DISCUSSÃO
Placenta percreta é a forma mais extrema de placenta acreta e é uma complicação rara mas grave da gravidez. A placenta acreta é uma fixação ou invasão anormal da placenta no miométrio.1 Foram descritos três graus: placenta acreta verdadeira, onde as vilosidades são aderentes ao leito do miométrio sem invasão; placenta increta, onde as vilosidades invadem o músculo; e placenta percreta, onde há penetração total da espessura do miométrio.2
A incidência da placenta acreta aumentou de 1 por 30739 entre 1930 e 1950 para 1 por 7270 na década de 1970.3 A incidência da placenta percreta foi estimada em cerca de 1 por 90 000 partos,4 o que equivaleria a cerca de 6 casos por ano no Reino Unido.

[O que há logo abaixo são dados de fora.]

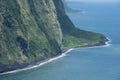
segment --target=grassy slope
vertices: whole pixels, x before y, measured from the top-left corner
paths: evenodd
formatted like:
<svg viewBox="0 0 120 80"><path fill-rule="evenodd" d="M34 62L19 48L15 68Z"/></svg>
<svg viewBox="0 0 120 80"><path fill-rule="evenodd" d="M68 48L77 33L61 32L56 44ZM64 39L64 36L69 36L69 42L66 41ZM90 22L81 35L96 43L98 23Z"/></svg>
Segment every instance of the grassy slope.
<svg viewBox="0 0 120 80"><path fill-rule="evenodd" d="M52 0L0 0L0 71L61 52L55 12Z"/></svg>
<svg viewBox="0 0 120 80"><path fill-rule="evenodd" d="M59 55L61 30L63 49L106 41L75 28L61 0L0 0L0 72Z"/></svg>
<svg viewBox="0 0 120 80"><path fill-rule="evenodd" d="M56 4L58 19L63 32L63 48L102 45L107 41L102 34L76 28L63 11L62 2L54 0L54 3Z"/></svg>

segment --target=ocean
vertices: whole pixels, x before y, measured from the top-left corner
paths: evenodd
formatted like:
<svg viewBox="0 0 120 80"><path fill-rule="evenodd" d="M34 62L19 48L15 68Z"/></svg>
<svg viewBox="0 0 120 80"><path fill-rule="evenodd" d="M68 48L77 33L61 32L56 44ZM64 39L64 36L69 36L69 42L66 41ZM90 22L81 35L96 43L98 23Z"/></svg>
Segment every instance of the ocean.
<svg viewBox="0 0 120 80"><path fill-rule="evenodd" d="M77 48L57 60L0 80L120 80L120 3L69 2L76 27L104 34L107 47Z"/></svg>

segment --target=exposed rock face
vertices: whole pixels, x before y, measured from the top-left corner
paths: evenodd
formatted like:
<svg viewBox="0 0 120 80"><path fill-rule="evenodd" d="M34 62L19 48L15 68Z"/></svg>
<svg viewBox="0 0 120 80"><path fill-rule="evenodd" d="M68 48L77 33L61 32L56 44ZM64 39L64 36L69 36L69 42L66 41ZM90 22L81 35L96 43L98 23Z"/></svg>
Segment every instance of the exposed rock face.
<svg viewBox="0 0 120 80"><path fill-rule="evenodd" d="M75 28L61 0L0 0L0 72L60 55L62 48L90 45L88 41L94 45L106 38Z"/></svg>

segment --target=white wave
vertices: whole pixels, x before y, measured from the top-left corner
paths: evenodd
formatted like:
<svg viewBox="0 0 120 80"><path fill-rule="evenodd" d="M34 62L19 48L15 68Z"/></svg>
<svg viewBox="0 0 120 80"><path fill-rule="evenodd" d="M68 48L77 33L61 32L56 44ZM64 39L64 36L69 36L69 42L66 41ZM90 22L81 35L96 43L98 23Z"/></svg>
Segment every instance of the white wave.
<svg viewBox="0 0 120 80"><path fill-rule="evenodd" d="M100 47L108 47L110 46L111 44L109 44L111 42L111 40L107 37L108 41L105 42L105 45L103 46L93 46L93 47L83 47L83 48L100 48ZM4 73L0 73L0 75L5 75L5 74L11 74L11 73L17 73L17 72L21 72L21 71L26 71L26 70L30 70L30 69L34 69L34 68L37 68L37 67L40 67L42 65L45 65L47 63L50 63L54 60L57 60L57 59L60 59L64 56L66 56L66 54L70 51L72 51L73 49L78 49L78 48L71 48L69 50L67 50L66 52L62 53L60 56L57 56L57 57L54 57L54 58L51 58L51 59L48 59L47 61L44 61L42 63L39 63L37 65L31 65L29 67L26 67L26 68L22 68L22 69L17 69L17 70L13 70L13 71L8 71L8 72L4 72Z"/></svg>
<svg viewBox="0 0 120 80"><path fill-rule="evenodd" d="M50 63L50 62L52 62L52 61L54 61L54 60L57 60L57 59L60 59L60 58L62 58L62 57L64 57L64 56L66 56L66 54L67 54L68 52L72 51L72 50L73 50L73 49L69 49L69 50L67 50L66 52L62 53L60 56L51 58L51 59L49 59L49 60L47 60L47 61L44 61L44 62L42 62L42 63L39 63L39 64L37 64L37 65L31 65L31 66L26 67L26 68L22 68L22 69L17 69L17 70L13 70L13 71L8 71L8 72L0 73L0 75L17 73L17 72L26 71L26 70L30 70L30 69L34 69L34 68L40 67L40 66L42 66L42 65L45 65L45 64L47 64L47 63Z"/></svg>

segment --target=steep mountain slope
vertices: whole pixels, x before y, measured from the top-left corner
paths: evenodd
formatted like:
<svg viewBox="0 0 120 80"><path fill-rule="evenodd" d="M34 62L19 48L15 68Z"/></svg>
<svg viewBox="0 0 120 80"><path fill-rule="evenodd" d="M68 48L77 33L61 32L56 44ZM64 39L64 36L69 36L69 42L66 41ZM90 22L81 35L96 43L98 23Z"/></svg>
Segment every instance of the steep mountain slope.
<svg viewBox="0 0 120 80"><path fill-rule="evenodd" d="M104 35L76 28L65 14L61 0L54 0L58 20L63 32L63 48L104 45L107 39ZM58 5L59 4L59 5Z"/></svg>
<svg viewBox="0 0 120 80"><path fill-rule="evenodd" d="M0 72L105 41L101 34L75 28L61 0L0 0Z"/></svg>

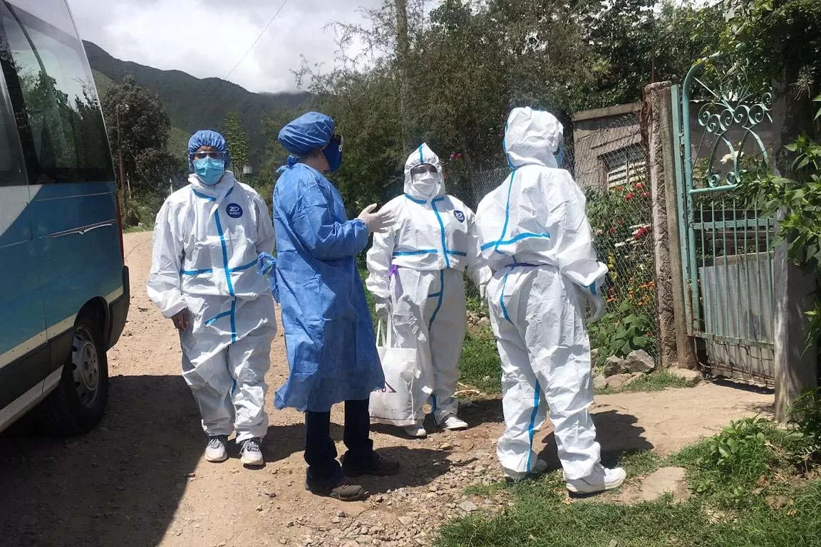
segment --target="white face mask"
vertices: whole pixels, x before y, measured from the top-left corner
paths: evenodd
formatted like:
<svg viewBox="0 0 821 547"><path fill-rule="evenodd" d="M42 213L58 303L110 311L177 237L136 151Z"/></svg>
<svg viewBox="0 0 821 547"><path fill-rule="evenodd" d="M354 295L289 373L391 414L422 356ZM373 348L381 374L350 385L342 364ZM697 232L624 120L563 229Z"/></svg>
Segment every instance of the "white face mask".
<svg viewBox="0 0 821 547"><path fill-rule="evenodd" d="M429 198L439 190L439 175L433 173L414 175L413 186L420 195Z"/></svg>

Os factores predisponentes ao desenvolvimento da placenta acreta incluem: cesariana prévia, curetagem uterina, remoção manual da placenta, e placenta praevia.5 A incidência crescente da placenta acreta pode ser devida ao aumento da frequência do parto cesáreo.6,7
A apresentação clínica da placenta acreta depende do grau de penetração da placenta no útero e inclui hemorragia vaginal, ruptura uterina, hemorragia intra-abdominal, e invasão da bexiga.7 Tem sido utilizada a ecografia para avaliar o útero em gravidezes em risco de placenta acreta. Contudo, a extensão do envolvimento extra-uterino não pôde ser consistentemente demonstrada.1,8 Assim, a ecografia é útil no cenário agudo para a detecção de líquido intraperitoneal, mas não pode diagnosticar com fiabilidade a placenta percreta.
Em retrospectiva, os sintomas do tracto urinário experimentados pela nossa paciente podem ser considerados como um “aviso” e podem ter sido devidos à irritação da bexiga pela placenta invasora. Contudo, se não tivesse ocorrido qualquer hemorragia nesta fase, é improvável que a ecografia tivesse diagnosticado o problema.

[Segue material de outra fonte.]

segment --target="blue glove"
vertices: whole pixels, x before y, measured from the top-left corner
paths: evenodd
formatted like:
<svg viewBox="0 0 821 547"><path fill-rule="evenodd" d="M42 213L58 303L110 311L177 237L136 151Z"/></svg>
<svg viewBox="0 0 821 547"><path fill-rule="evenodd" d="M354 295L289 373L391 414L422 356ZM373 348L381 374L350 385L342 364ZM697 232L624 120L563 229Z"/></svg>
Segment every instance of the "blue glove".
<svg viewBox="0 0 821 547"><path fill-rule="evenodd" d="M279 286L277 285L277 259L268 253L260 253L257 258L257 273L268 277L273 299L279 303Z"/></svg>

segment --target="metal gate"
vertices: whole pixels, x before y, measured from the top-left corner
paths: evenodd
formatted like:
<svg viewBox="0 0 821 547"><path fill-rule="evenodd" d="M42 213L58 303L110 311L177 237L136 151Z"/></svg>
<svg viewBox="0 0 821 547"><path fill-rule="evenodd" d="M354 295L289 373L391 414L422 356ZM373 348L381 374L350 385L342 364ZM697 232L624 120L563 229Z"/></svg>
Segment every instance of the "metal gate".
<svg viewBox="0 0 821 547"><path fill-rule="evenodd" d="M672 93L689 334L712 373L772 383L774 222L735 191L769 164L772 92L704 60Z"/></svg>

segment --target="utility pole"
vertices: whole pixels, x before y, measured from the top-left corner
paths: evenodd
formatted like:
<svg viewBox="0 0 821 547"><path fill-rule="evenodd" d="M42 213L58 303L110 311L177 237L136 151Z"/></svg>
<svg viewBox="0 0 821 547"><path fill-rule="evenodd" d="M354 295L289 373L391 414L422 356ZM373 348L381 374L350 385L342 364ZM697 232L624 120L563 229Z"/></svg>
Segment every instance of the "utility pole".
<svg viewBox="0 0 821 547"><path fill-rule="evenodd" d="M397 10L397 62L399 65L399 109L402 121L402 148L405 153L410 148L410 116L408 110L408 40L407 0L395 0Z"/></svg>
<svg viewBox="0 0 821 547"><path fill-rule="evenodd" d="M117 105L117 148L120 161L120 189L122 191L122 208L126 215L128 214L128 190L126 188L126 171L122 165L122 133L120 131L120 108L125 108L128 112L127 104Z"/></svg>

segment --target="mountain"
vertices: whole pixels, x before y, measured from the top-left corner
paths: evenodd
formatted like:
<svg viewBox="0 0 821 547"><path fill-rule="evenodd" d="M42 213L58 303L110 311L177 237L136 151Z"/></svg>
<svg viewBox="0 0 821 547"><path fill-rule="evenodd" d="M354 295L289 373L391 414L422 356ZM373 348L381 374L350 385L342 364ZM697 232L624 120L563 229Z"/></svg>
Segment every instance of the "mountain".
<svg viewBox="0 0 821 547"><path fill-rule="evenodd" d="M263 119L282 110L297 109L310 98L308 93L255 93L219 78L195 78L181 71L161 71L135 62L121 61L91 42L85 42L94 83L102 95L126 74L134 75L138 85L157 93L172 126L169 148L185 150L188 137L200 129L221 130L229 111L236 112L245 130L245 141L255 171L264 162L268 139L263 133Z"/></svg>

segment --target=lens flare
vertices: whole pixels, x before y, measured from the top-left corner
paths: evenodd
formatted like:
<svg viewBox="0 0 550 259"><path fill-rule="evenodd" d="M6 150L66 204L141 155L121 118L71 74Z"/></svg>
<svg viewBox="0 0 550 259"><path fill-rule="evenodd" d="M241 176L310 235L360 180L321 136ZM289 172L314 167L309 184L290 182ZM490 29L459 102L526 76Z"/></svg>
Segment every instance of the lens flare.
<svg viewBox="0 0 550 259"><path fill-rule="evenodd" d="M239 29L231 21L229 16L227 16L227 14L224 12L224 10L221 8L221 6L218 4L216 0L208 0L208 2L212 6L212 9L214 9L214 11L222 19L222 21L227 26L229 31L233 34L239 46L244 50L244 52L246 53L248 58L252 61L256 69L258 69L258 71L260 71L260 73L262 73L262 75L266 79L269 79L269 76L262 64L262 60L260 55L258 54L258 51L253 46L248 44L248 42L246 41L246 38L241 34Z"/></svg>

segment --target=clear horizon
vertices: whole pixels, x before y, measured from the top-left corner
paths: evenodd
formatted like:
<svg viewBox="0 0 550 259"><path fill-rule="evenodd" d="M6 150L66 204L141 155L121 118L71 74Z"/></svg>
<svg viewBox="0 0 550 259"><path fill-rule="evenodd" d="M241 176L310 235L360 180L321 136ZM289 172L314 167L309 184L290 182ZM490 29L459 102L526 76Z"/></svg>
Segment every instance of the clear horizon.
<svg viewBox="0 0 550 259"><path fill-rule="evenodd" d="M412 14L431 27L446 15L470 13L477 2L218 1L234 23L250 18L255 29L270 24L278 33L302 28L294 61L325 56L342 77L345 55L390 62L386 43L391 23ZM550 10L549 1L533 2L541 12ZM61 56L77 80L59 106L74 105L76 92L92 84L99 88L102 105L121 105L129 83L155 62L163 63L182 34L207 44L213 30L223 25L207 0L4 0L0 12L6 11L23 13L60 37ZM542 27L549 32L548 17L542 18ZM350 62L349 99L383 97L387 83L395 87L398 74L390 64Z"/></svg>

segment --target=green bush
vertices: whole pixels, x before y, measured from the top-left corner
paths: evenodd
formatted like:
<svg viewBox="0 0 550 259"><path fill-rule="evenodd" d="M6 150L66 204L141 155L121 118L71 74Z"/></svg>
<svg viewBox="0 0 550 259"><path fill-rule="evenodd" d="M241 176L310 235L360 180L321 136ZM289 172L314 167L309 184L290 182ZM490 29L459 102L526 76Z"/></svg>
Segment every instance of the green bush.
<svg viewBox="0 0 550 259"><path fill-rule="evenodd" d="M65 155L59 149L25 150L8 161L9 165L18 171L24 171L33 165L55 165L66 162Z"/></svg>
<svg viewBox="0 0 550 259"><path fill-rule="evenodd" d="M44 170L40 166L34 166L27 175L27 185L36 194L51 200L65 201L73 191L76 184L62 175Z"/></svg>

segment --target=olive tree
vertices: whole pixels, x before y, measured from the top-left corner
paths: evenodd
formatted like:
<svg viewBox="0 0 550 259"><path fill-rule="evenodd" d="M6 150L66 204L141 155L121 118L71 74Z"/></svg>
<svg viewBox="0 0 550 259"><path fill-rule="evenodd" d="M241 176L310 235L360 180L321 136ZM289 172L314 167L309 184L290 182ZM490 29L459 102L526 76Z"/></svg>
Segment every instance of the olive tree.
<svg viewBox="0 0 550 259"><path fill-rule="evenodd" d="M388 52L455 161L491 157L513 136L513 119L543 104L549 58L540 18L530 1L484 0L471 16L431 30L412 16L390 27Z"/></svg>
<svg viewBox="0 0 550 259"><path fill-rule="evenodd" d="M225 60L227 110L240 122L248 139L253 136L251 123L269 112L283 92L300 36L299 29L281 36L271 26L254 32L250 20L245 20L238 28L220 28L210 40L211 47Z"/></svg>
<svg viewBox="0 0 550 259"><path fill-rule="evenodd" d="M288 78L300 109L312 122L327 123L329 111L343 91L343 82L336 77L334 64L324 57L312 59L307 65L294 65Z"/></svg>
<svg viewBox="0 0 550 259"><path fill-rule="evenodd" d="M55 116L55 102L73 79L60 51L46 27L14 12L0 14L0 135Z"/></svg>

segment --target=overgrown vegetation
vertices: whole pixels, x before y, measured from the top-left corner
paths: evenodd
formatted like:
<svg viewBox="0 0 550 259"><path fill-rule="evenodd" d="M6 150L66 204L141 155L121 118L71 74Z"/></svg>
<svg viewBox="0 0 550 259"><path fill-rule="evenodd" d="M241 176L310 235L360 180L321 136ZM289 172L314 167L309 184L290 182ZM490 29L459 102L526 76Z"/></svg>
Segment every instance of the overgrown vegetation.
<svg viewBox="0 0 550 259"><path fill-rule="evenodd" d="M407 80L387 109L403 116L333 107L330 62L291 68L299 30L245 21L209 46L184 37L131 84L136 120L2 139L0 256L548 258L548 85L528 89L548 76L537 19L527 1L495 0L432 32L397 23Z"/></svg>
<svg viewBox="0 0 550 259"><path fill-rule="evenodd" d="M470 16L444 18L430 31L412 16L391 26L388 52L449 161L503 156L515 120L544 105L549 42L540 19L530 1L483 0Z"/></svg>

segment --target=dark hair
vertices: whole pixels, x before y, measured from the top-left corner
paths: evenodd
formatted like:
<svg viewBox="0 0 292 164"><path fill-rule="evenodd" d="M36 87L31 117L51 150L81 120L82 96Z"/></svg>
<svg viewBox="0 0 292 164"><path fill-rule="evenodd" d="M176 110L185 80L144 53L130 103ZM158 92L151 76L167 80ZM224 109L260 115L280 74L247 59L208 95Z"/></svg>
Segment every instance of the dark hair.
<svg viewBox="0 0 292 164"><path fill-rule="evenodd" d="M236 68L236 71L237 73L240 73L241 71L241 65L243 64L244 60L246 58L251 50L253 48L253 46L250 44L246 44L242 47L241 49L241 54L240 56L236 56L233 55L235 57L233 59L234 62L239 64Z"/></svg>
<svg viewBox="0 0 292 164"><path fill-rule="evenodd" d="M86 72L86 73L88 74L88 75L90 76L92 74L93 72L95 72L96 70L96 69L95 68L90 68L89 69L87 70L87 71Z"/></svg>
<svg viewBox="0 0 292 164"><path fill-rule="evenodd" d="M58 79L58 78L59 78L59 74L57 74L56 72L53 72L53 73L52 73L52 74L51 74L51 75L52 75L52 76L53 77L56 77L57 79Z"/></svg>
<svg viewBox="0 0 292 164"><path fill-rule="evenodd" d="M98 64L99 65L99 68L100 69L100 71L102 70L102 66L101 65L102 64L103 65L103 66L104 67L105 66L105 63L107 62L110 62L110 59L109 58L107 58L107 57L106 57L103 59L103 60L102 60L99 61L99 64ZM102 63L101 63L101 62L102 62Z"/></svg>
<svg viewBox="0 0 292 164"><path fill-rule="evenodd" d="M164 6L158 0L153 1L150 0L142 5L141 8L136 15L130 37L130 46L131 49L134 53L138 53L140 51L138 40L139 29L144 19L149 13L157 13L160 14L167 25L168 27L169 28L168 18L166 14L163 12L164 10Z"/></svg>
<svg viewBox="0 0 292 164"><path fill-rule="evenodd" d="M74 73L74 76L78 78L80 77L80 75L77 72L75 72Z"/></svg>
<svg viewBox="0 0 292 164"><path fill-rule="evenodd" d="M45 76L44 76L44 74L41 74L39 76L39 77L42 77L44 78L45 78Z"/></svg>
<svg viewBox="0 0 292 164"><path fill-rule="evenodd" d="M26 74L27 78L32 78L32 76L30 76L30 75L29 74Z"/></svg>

Este caso também demonstra como um paciente jovem pode compensar a perda substancial de sangue. A rápida descompensação pode ocorrer e é essencial uma monitorização de perto se houver suspeita de hemorragia em curso. A presença de acreta placenta aumenta a mortalidade materna em 10%. No relatório sobre mortes maternas publicado em 2001,9 duas mortes foram atribuíveis à placenta acreta. Num destes casos, apesar da antecipação de hemorragia e de cuidados exemplares, o doente ainda morreu devido à perda maciça de sangue.
Haemoperitoneum e ruptura uterina devido à placenta percreta requer normalmente histerectomia. A cirurgia conservadora tem sido descrita e inclui a ressecção localizada do local de implantação da placenta, supervisão, dissecção romba, e técnicas de embalagem.1,7 Contudo, tais técnicas têm sido associadas a uma mortalidade mais elevada, e a sua utilização é provavelmente limitada a acreta menos extensa, onde a hemorragia é mínima.7
Placenta percreta é rara, mas à medida que o número de partos de cesariana aumenta, o mesmo acontecerá com o número de mulheres em risco. A placenta percreta deve ser considerada no doente grávida com factores de risco de fixação placentária anormal que apresente dor abdominal e evidência de hemorragia. O diagnóstico precoce e o tratamento cirúrgico imediato podem reduzir a mortalidade materna.